I wouldn't worry about power in this type of a machine(high speed machining), power becomes needed when you're doing heavy and deep cuts with low <500RPM , then you want power on top of torque. For this design, which is strictly aiming for high speed machining, I won't be using the drive dongs in the BT/SK form, only driving them by the taper and if it were hsk then skipping the drive dongs as well and running HSK E toolholders. The tapers provide enough for the toolholder not to slip when high speed machining. Aiming for about 5000N clamping force in the drawbar.
I agree, I asked them for SAB150 sample price range on July, 2021 and they said:
"Price for SAB150 can between 2900-4000 euro depending accessory and performance."
ISO/SK/BT 30 vs HSK 40 E
with ISO/SK/BT 30 you can get around 25,000 RPM with HSK40E you could theoretically go up to 40000 RPM. As for any practical impact I don't know, I haven't actually machined anything in my life yet but it probably depends on what material you're cutting and how you want to cut it.
For HS machining you have 2 ways, lower RPM (12-15,000) and shallow cuts but engage all flutes, or higher RPM like dental mills where you machine very tiny bits with the tip. Those dental mills run high RPM's over 30,000 so if that's what you want then HSK would be the better choice between the two and probably size 32 or 25 would be better.
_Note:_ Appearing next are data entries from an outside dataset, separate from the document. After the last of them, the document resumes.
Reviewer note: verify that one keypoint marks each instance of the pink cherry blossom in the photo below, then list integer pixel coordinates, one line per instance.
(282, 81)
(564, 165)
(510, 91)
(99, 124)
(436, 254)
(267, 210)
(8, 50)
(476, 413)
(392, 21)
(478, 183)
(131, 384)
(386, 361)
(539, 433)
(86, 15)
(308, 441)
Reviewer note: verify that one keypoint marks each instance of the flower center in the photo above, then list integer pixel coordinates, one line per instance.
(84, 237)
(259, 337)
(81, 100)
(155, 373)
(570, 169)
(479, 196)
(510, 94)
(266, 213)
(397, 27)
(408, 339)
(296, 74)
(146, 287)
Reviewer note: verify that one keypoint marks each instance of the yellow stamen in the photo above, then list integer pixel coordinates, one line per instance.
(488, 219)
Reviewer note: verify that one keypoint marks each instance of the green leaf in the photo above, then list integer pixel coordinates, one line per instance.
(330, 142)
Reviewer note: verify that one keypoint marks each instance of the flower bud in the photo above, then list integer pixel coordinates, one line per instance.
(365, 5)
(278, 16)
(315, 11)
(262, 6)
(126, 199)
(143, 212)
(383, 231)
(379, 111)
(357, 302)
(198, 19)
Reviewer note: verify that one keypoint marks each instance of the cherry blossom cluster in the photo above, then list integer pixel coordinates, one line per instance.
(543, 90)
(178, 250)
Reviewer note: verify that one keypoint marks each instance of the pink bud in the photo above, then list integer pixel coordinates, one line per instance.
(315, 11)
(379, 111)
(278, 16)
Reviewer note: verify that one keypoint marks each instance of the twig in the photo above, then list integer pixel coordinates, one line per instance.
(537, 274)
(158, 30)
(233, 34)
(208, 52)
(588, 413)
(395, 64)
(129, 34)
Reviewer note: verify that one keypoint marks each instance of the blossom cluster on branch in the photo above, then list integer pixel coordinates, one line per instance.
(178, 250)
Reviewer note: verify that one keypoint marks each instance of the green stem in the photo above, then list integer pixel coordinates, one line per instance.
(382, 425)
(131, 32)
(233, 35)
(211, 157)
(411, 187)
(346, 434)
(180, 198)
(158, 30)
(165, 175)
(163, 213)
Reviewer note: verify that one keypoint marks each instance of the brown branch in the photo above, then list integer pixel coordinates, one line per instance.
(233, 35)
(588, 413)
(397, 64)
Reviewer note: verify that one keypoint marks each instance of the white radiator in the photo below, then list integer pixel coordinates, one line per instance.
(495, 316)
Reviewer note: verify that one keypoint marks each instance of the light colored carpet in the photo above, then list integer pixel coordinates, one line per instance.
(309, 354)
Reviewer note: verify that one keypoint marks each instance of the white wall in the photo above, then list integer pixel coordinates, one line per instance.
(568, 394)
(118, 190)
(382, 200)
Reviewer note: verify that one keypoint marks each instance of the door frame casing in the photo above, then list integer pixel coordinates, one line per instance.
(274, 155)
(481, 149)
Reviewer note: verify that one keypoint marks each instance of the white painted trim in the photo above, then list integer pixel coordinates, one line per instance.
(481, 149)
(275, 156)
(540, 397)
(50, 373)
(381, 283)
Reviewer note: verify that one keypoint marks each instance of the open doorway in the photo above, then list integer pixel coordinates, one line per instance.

Most common in those micro centers are actually spindles that don't use toolholders but grab the tool directly with high speed spindle collets like this one:
https://www.acrow-tools.com.tw/EN/pr...20Collets/289/
Datron machines .eg are basically upscaled dental mills.
I'm thinking regular HS machining and enough low end torque to do face milling.
Is it worth paying more for HSK40 vs ISO30?